A bumblebee lands on a coneflower in the Pollinator Conservation Garden at the University of Utah in Salt Lake City on Tuesday, July 20, 2021.
A bumblebee lands on a coneflower in the Pollinator Conservation Garden at the University of Utah in Salt Lake City on Tuesday, July 20, 2021. (Photo: Kristin Murphy, Deseret News)

Perennial plants that bloom in Utah from March to October are ideal for pollinator habitats, she said.

We all need to make efforts to help bees survive "because the declines are real, and at some point, it'll result in the collapse of our agricultural systems, or at least make it much more expensive to pollinate," according to Sibul.

"The good news is that it doesn't take much, we just all have to contribute to the collaborative effort."

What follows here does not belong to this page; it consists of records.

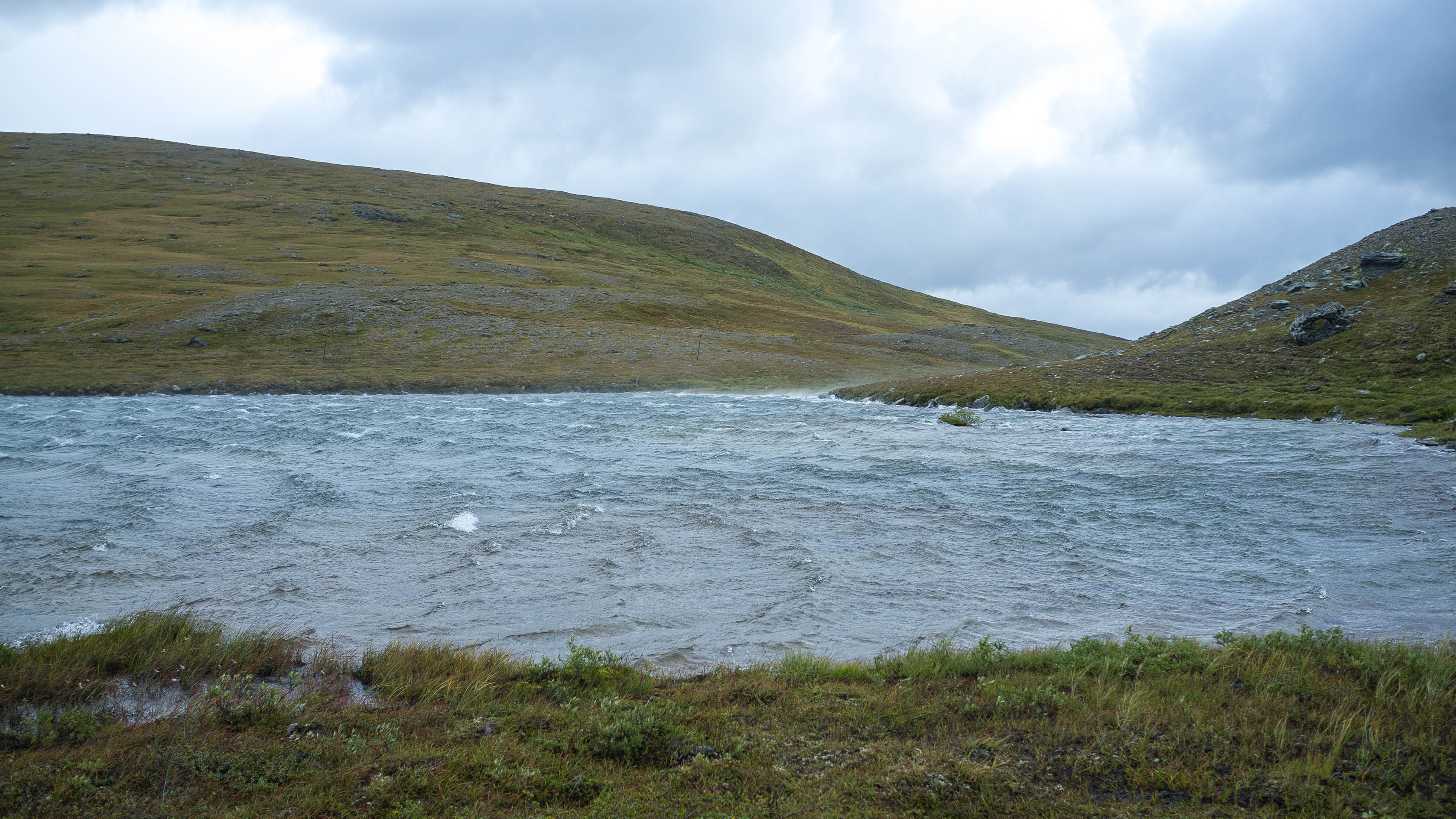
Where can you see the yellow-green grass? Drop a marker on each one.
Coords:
(146, 647)
(480, 288)
(1394, 364)
(1277, 725)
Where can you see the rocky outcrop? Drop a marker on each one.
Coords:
(1378, 264)
(1318, 324)
(377, 213)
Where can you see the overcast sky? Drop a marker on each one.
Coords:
(1110, 165)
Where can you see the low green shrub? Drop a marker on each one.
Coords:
(962, 417)
(586, 670)
(635, 734)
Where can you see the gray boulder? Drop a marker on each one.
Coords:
(1378, 264)
(1318, 324)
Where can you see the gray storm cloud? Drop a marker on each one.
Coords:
(1078, 162)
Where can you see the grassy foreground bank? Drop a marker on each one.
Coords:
(1303, 725)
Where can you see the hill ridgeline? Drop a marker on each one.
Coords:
(137, 266)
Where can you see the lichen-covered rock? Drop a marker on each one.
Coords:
(377, 213)
(1318, 324)
(1375, 266)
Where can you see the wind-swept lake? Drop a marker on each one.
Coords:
(711, 528)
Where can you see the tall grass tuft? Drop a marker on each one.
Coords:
(146, 646)
(437, 673)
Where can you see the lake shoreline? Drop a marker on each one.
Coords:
(1310, 723)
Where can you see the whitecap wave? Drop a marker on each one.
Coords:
(464, 522)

She offered the following three ideas we can all use to preserve bee populations:

  • Provide the two elements that bees need — food and nesting space. Plant flowers and leave bare spots of soil for nesting. You can also build or buy a nesting box for solitary nesting bees.
  • Avoid using insecticides in your yard. "We need to be careful with our insecticides, we need to understand that insecticides kill insects broadly," including pollinators, Sibul said.
  • Bees need water, too. During hot summer days, you can leave out shallow trays of water with pebbles that bees, other insects and hummingbirds can access. To avoid drawing mosquitoes, use a small tray with just enough water for a bee to land on.